Creating Database Importer with NodeJS + AWS S3 + AWS Lambda + PostgreSQL RDS

Database importer is an alternative to import data between two databases. I think this method is more safety. The cons is performance may slower than using DMS (Database Migration Service).

Database Structure

This database helps AWS Lambda to index importing tasks.

Tables

Date Indexing Table

CREATE TABLE indices.s3_date_hns (
	id bigserial NOT NULL,
	date_hns timestamp NULL,
	is_imported bool DEFAULT false NULL,
	started_at timestamp NULL,
	finished_at timestamp NULL,
	skip_flag bool DEFAULT false NULL,
	CONSTRAINT s3_date_hns_pk PRIMARY KEY (id)
);

Execution Lock Table

CREATE TABLE indices.s3_execution (
	is_executing bool DEFAULT false NULL,
	started_at timestamp NULL,
	finished_at timestamp NULL,
	last_executed_date_hns timestamp NULL,
	id serial4 NOT NULL,
	last_error varchar(255) NULL,
	CONSTRAINT s3_execution_pk PRIMARY KEY (id)
);

CSV File Importing Index Table

CREATE TABLE indices.s3_file_importing (
	id int4 DEFAULT nextval('indices.s3_importing_id_seq'::regclass) NOT NULL,
	date_hns timestamp NULL,
	imported_at timestamp NULL,
	filename varchar(255) NULL,
	is_successful bool DEFAULT true NULL,
	CONSTRAINT s3_importing_pk PRIMARY KEY (id)
);

Sequences

Date Indexing Sequence

CREATE SEQUENCE indices.s3_date_hns_id_seq
	INCREMENT BY 1
	MINVALUE 1
	MAXVALUE 9223372036854775807
	START 1
	CACHE 1
	NO CYCLE;

Execution Lock Sequence

CREATE SEQUENCE indices.s3_execution_id_seq
	INCREMENT BY 1
	MINVALUE 1
	MAXVALUE 2147483647
	START 1
	CACHE 1
	NO CYCLE;

CSV File Importing Sequence

CREATE SEQUENCE indices.s3_importing_id_seq
	INCREMENT BY 1
	MINVALUE 1
	MAXVALUE 2147483647
	START 1
	CACHE 1
	NO CYCLE;

Creating Global Environment Variables

Global environment variables are varible that is accessible globally. Usually it's declared in file with name .env.

# PostgreSQL
PGHOST="Your DB IP address"
PGPASSWORD="Your DB password"
PGDATABASE="You DB name"
PGUSER="Your DB username"

# CSV files on S3 bucket
S3_CSV_BUCKET_URI="s3://<Bucket name>/<Folder name>"
S3_CREDENTIAL_FILE="/var/task/prd_s3.cfg"
S3_CSV_FOLDER="/tmp/store"

# Logging file to upload into S3 bucket
LAMBDA_FOLDER="/tmp/log"
LAMBDA_FILE="export_logs.log"

# Connection
TIMEZONE="<Your timezone>"
MAX_CONCURRENT_REQUESTS=10
SERVER_ID_LIMIT=5
AFTER_FAILED_IGNORING_MINUTES=10

PostgreSQL DB Variables

Make sure you have already set up AWS Lambda function to the RDS permission with IAM.

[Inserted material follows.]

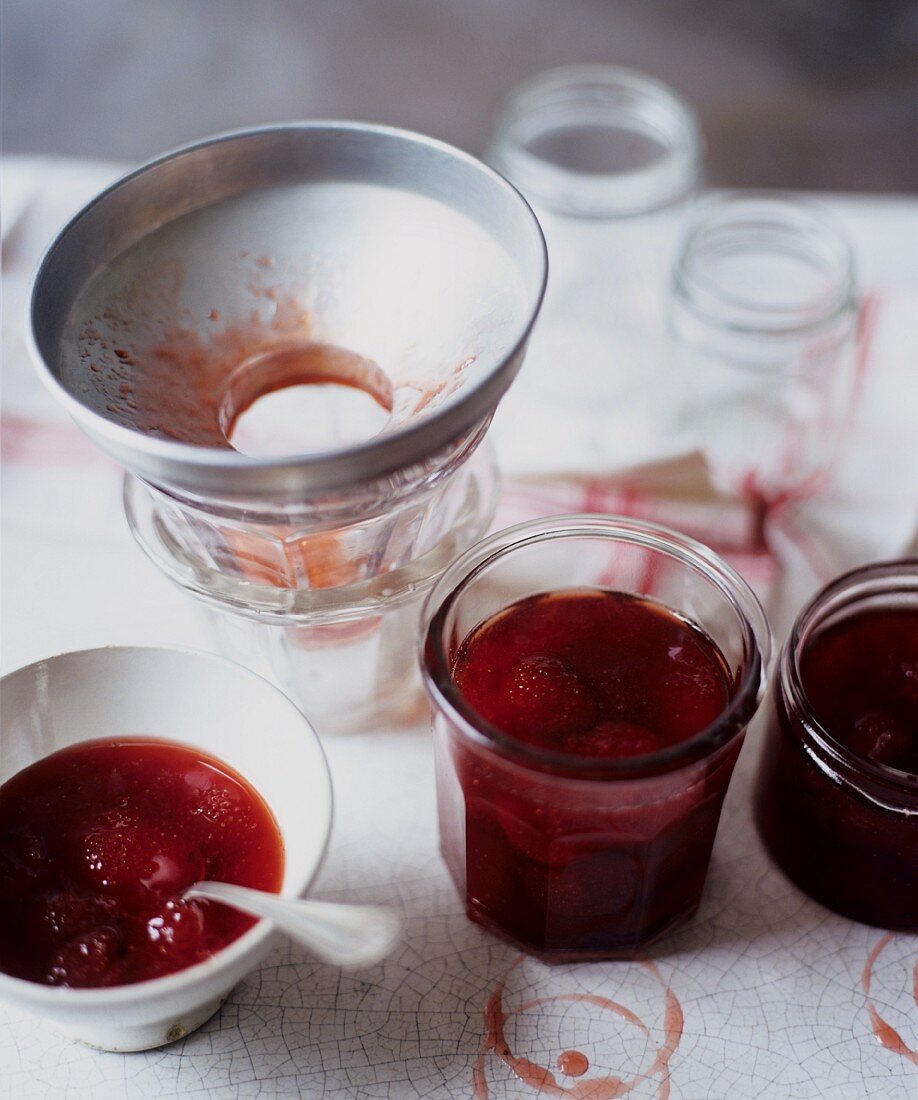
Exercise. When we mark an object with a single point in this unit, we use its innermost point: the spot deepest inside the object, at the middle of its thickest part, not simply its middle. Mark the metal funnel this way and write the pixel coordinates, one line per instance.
(427, 267)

  1. PGHOST - PostgreSQL RDS host IP address.
  2. PGPASSWORD - PostgreSQL RDS database password.
  3. PGDATABASE - PostgreSQL RDS database name.
  4. PGUSER - PostgreSQL RDS database username.

CSV Files on S3 Bucket Variables

Make sure you have already set up AWS Lambda function to the AWS S3 permission with IAM.

  1. S3_CSV_BUCKET_URI - The S3 bucket's URI.
  2. S3_CREDENTIAL_FILE - The credential configuration file.
  3. S3_CSV_FOLDER - The folder where the downloaded CSV files will be stored.

Connection Variables

  1. TIMEZONE - Your local timezone.
  2. MAX_CONCURRENT_REQUESTS - Maximum concurrent request for PostgreSQL connection.
  3. SERVER_ID_LIMIT - Server limited count.
  4. AFTER_FAILED_IGNORING_MINUTES - When invocation failed, how long the lock will be ignored in minutes.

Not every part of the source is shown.